いちレズビアンの備忘録。内容は主に(1)LGBTニュース、(2)ガール・オン・ガールのポップカルチャーなど。

『2週間のアバンチュール』(中村明日美子、太田出版)感想

2週間のアバンチュール (Fx COMICS)

2週間のアバンチュール (Fx COMICS)

エロティックで残酷な物語

全3話の表題作が少女と少女のお話です。と言ってもラブストーリーではなく、ひらたく言えば「少女が少女を弄ぶ話」。南仏編・修道院編ともども、生々しいエロティシズムと残酷さに満ちており、読み出すと最後まで目が離せない奇妙な魅力があります。

ちなみに単に行為だけを取り沙汰するなら南仏編より修道院編の方が百合っぽいんですが、南仏編のレーズンのエピソードなども捨てがたいもんがあります。思うにあのレーズンの赤黒さが、「2週間のアバンチュール」全体を貫く微妙な欲望と嗜虐心の象徴になっているのではないかと。そう言えば主人公少女の名前が「アンジュ(天使)」なのも象徴的ですね。これは一種の皮肉あるいは反語なんだろうなあと思ったりしました。

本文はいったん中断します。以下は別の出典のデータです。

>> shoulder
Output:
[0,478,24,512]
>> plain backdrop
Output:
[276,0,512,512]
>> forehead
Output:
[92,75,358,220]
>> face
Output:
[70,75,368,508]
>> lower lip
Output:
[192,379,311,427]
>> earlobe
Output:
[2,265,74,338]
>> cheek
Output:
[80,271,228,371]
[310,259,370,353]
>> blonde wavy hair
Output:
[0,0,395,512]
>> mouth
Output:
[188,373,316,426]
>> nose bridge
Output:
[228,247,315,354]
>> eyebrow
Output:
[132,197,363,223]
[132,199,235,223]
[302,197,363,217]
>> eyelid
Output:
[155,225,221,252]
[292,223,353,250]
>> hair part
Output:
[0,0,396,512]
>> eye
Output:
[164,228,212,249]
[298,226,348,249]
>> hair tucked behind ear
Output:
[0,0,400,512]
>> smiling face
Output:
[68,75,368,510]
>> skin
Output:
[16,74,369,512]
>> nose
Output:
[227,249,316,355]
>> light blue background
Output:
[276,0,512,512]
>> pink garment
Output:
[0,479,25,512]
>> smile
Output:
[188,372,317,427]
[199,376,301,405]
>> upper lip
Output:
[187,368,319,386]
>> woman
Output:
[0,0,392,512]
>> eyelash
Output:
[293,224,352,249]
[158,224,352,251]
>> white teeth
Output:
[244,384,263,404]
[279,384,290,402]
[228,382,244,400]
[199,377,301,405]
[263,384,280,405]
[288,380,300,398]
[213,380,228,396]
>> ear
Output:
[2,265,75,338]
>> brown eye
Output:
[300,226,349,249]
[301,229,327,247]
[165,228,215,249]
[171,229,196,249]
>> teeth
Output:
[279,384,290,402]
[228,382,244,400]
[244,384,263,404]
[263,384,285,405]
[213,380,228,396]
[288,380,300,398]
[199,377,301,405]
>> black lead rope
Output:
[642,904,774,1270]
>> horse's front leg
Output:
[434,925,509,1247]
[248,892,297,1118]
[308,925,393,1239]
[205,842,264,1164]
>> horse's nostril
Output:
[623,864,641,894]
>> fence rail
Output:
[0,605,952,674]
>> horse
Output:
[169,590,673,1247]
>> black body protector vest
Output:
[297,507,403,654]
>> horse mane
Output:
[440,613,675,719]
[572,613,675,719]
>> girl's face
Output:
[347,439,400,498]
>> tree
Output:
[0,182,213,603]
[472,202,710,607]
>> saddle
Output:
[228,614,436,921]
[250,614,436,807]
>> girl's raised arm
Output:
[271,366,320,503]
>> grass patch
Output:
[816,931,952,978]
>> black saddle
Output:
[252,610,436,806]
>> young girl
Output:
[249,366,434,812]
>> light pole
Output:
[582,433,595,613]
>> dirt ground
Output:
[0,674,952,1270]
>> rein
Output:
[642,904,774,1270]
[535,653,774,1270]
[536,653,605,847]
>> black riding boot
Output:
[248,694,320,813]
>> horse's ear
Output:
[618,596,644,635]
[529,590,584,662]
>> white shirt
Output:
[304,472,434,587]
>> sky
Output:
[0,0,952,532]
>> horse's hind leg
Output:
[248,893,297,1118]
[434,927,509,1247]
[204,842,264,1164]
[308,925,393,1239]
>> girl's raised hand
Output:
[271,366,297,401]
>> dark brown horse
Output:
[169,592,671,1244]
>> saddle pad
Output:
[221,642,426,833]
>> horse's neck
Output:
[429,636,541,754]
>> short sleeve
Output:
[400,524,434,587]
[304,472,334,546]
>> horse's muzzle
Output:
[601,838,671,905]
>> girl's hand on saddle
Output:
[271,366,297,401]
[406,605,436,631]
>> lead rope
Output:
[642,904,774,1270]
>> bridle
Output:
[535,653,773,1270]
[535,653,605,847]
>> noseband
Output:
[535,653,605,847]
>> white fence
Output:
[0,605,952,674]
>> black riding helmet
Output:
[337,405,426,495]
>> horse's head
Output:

なお、アンジュの子供らしい残酷さがもっともよく表れているのは、ローズやメアリ・ルーを嬲る場面ではなく、修道院編のラストシーンだと思います。厳密に言うと、これって実は大人にも子供にも、そして男にも女にもある残酷さだと思うんですが、それを少女という形をとってみごとに結晶させてみせたのがこの作品のすごいところ。ゾクゾクさせられつつもたいへん面白く読みました。

まとめ

毒とエロスの効いた幼いアバンチュールの物語。ちょっとエグい部分もあるので、いくらか読み手を選ぶかもしれませんが、あたしには面白かったです。